In [3]:
import os
import json
import torch
import torch.nn as nn
import torch.optim as optim
import torchvision.transforms as transforms
from torch.utils.data import Dataset, DataLoader
from torchvision.models import resnet18
import numpy as np
from PIL import Image

try:
    from torchvision.io import read_video
except ImportError:
    raise ImportError("PyAV is not installed. Install it using: pip install av")
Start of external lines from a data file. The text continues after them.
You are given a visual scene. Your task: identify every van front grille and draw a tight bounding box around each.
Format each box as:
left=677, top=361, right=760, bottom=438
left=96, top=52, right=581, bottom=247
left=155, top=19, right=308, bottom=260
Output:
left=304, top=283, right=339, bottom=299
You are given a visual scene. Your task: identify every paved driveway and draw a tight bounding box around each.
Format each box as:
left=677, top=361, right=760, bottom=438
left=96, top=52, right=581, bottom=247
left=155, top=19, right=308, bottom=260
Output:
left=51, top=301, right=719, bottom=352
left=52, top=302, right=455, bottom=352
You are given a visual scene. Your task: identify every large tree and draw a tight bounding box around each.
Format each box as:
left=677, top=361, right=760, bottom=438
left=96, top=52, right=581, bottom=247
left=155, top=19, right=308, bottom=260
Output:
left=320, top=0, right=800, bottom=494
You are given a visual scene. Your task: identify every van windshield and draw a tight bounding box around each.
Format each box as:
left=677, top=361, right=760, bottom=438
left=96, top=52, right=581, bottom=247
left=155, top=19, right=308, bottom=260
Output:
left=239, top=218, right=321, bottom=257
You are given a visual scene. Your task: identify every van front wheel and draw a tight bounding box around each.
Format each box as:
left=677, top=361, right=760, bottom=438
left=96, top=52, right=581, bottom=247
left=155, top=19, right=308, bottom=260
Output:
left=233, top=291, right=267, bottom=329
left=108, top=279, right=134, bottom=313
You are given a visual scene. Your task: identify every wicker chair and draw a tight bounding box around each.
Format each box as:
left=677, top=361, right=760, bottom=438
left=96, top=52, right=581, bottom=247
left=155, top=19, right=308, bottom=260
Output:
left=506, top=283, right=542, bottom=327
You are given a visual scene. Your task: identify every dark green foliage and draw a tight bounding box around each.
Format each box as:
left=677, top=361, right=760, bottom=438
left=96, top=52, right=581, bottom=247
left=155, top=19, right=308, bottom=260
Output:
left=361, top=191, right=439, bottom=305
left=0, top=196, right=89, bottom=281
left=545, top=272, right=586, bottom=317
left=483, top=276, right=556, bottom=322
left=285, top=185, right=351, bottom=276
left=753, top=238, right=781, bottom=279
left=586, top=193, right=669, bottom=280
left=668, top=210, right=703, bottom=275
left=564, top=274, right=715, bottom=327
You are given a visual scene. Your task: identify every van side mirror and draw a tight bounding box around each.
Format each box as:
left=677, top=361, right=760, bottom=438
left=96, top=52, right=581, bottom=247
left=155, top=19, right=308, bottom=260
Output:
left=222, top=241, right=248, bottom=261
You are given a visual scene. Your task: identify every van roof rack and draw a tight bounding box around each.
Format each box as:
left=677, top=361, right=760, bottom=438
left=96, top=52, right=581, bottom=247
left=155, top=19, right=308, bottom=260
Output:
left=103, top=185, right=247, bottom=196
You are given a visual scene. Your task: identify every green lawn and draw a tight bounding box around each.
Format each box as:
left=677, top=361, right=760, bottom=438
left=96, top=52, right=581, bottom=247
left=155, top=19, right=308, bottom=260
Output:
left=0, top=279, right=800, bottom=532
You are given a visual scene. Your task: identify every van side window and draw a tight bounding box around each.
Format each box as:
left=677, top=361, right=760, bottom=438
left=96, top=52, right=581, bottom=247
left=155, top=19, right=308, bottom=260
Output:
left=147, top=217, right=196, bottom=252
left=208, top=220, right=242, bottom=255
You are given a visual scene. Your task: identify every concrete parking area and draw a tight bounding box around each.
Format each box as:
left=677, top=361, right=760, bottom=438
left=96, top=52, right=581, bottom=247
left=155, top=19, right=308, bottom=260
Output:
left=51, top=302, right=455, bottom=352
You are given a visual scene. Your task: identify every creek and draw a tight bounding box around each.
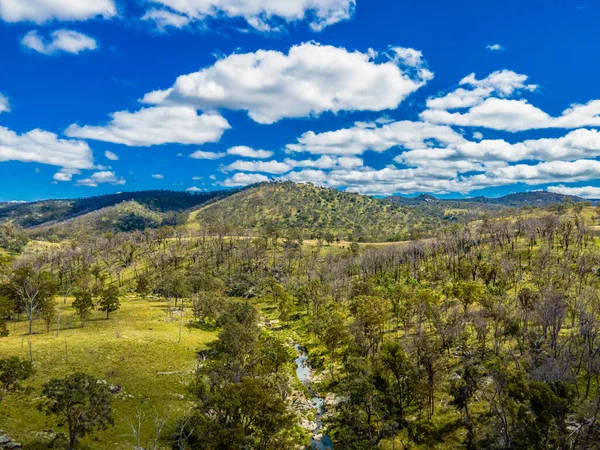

device = torch.device("cuda" if torch.cuda.is_available() else "cpu")
print("Device used:", device)

# Dataset Preparation
class VideoDataset(Dataset):
    def __init__(self, folder_path, metadata_path, transform=None, num_frames=5):
        self.folder_path = folder_path
        self.transform = transform
        self.num_frames = num_frames
        with open(metadata_path, 'r') as f:
            self.metadata = json.load(f)
        self.videos = list(self.metadata.keys())

    def __len__(self):
        return len(self.videos)

    def __getitem__(self, idx):
        video_name = self.videos[idx]
        video_path = os.path.join(self.folder_path, video_name)
        label = 1 if self.metadata[video_name]['label'] == 'FAKE' else 0

        cap = cv2.VideoCapture(video_path)
        frames = []
        success, frame = cap.read()
        while success and len(frames) < self.num_frames:
            frame = cv2.cvtColor(frame, cv2.COLOR_BGR2RGB)
            frame = Image.fromarray(frame)  # Convert to PIL Image
            if self.transform:
                frame = self.transform(frame)
            frames.append(frame)
            success, frame = cap.read()
        cap.release()

        # Pad with black frames if not enough frames
        while len(frames) < self.num_frames:
            frames.append(torch.zeros((3, 224, 224)))

        frames = torch.stack(frames[:self.num_frames])
        return frames, torch.tensor(label, dtype=torch.float32)

# Transform for preprocessing
transform = transforms.Compose([
    transforms.Resize((224, 224)),
    transforms.ToTensor(),
    transforms.Normalize(mean=[0.5, 0.5, 0.5], std=[0.5, 0.5, 0.5]),
])

# Loading datasets
metadata_path = r"C:\\Users\\yakup\\OneDrive\\Desktop\\Special Dataset\\train_sample_videos\\metadata.json"
train_dataset = VideoDataset(r"C:\\Users\\yakup\\OneDrive\\Desktop\\Special Dataset\\train_sample_videos", metadata_path, transform=transform, num_frames=5)
train_loader = DataLoader(train_dataset, batch_size=4, shuffle=True, num_workers=0, pin_memory=False)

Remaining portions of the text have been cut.